Communication is another barrier Care Beyond the Boulevard has faced. Getting the word out to Duchesne’s former patients has been difficult — many do not have access to a smart phone or computer. A language barrier also makes effective communication within the community difficult. In-house translation services were a vital resource for Duchesne to reach its patients, and are a service Care Beyond the Boulevard also offers.
Gustavo Martinez works as a Spanish translator at Care Beyond the Boulevard. He held the same position at Duchesne. He said quality in-person translation is increasingly hard to come by as such services are outsourced to virtual translators. Martinez thinks in-person translation is vital.
“You control the flow of the session. You can see a patient's body language. You can see your provider's body language. You can really bridge that gap and make sure that everyone is being understood,” Martinez said.
In-person translation is also vital for building trust within a community that is often hesitant to seek medical care.
“I know a lot of my friends, a lot of my family members, don't go to the clinic, because either they don't know about the clinics, they're scared, they're uninsured, they're undocumented,” Martinez said. “That's huge. If you can't check up on your health, then you never know what's gonna happen.”

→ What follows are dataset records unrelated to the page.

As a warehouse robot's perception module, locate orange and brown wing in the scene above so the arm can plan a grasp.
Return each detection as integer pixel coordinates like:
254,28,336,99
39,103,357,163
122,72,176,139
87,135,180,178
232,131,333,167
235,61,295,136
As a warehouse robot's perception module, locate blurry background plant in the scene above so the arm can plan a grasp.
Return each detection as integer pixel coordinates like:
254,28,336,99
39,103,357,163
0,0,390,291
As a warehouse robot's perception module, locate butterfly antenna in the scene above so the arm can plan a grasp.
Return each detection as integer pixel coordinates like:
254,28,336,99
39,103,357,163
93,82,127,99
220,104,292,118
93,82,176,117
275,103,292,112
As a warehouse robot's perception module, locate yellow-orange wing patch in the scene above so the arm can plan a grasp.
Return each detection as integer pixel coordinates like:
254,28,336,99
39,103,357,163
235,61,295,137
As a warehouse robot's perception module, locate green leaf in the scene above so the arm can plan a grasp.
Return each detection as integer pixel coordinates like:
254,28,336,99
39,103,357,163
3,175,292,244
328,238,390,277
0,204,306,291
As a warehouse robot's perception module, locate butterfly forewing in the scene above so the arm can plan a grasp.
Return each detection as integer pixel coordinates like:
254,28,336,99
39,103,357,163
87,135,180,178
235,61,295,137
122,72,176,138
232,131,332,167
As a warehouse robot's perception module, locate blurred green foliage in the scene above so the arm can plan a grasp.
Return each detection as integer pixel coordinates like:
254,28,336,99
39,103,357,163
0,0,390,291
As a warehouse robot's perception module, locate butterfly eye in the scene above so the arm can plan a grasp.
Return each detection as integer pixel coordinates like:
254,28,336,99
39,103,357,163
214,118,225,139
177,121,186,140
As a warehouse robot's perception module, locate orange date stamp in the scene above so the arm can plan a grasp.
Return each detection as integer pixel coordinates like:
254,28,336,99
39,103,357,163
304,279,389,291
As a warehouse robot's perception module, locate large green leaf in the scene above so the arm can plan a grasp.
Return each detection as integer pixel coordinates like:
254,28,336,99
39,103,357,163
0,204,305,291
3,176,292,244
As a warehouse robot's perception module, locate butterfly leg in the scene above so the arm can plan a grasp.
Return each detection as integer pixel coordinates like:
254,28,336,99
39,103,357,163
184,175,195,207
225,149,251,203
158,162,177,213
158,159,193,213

Brutal winter is bringing new challenges
Winter has brought new challenges and opportunities to Care Beyond the Boulevard. The clinic has expanded its services to include dental care, as well as servicing more locations around the metro — particularly warming shelters, as several major winter storms have dumped up to a foot of snow in parts of the city and sent temperatures plunging into the negatives.
“Clinics have been a lot busier than usual. And then on top of that, we've added clinics at various cold weather shelters in town we go to: Hope Faith, Hope City and project 1020 in Johnson County, ” Martinez said.
Care Beyond the Boulevard has done what it can to fill a devastating loss of services to an underserved community. But Martinez still he misses the sense of community that Duchesne fostered.
“I still occasionally bump into my former patients, in the stores or just out in the community, and I'm able to say, 'Hi' to them, but it's just not the same.”